Below reminds me of how prayer is often used to not confront life's obstacles.....

Intellectually, to rest one's case on faith means to concede that reason is on the side of one's enemies--that one has no rational arguments to offer. The "conservatives' " claim that their case rests on faith, means that there are no rational arguments to support the American system, no rational justification for freedom, justice, property, individual rights, that these rest on a mystic revelation and can be accepted on on faith--that in reason and logic the enemy is right, but men must hold faith as superior to reason.

Consider the implications of that theory. While the communists claim that they are the representatives of reason and science, the "conservatives" concede it and retreat into the realm of mysticism, of faith, of the supernatural, into another world, surrendering
this world to communism. It is the kind of victory that the communists' irrational ideology could never have won on its own merits.

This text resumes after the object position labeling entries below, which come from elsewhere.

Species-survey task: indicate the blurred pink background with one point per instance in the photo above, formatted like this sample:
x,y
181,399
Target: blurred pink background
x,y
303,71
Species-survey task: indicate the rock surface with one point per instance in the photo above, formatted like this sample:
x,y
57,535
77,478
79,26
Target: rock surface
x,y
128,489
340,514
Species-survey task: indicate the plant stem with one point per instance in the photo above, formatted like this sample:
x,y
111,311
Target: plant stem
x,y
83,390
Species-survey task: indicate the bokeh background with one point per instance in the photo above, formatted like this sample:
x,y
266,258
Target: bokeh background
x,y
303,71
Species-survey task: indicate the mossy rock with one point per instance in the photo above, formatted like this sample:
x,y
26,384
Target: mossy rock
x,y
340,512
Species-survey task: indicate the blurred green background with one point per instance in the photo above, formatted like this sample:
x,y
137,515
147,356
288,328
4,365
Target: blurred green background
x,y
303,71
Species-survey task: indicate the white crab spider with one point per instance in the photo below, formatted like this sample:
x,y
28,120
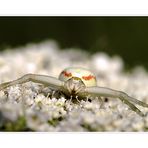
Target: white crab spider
x,y
78,82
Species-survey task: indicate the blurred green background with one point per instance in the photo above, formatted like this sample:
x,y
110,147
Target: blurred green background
x,y
125,36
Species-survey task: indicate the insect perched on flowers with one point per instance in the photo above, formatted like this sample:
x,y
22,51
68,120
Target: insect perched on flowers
x,y
78,82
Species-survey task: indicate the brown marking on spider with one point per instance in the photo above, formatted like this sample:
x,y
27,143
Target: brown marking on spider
x,y
72,84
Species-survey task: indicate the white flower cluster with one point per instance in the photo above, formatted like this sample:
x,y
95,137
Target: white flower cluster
x,y
31,107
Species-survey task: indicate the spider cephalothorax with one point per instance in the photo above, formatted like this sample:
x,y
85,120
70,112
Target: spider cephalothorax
x,y
78,82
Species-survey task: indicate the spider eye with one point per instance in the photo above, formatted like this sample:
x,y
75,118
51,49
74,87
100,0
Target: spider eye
x,y
88,78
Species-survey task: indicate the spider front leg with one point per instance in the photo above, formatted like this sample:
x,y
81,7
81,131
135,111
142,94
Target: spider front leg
x,y
45,80
106,92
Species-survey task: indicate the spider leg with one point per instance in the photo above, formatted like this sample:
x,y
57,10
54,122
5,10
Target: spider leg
x,y
107,92
43,79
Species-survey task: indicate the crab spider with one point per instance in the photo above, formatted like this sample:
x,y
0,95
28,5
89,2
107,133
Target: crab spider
x,y
77,82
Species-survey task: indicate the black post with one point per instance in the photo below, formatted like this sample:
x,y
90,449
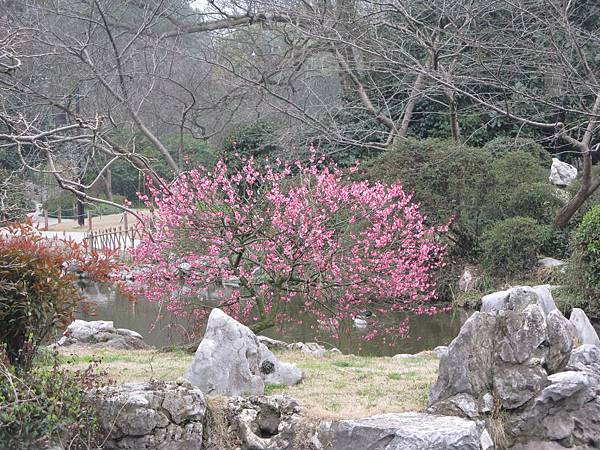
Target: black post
x,y
80,212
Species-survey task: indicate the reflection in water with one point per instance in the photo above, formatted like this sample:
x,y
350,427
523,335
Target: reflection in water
x,y
160,328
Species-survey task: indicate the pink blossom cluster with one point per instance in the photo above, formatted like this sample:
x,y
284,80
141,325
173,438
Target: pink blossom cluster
x,y
287,233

Observe the results. On the occasion of Khrushchev's first visit to America, he declared, at a televised luncheon, that he had threatened to
bury us because it has been "scientifically" proved that communism is the system of the future, destined to rule the world. What did our spokesman answer? Mr. Henry Cabot Lodge answered that our system is based on faith in God. Prior to Khrushchev's arrival, the "conservative" leaders--including senators and House members--were issuing indignant protests against his visit, but the only action the suggested to the American people, the only "practical" form of protest, was: prayer and the holding of religious services for Khrushchev's victims. To hear prayer offered as their only weapon by the representatives of the most powerful country on earth--a country allegedly dedicated to the fight for freedom--was enough to discredit America and capitalism in anyone's eyes, at home and abroad.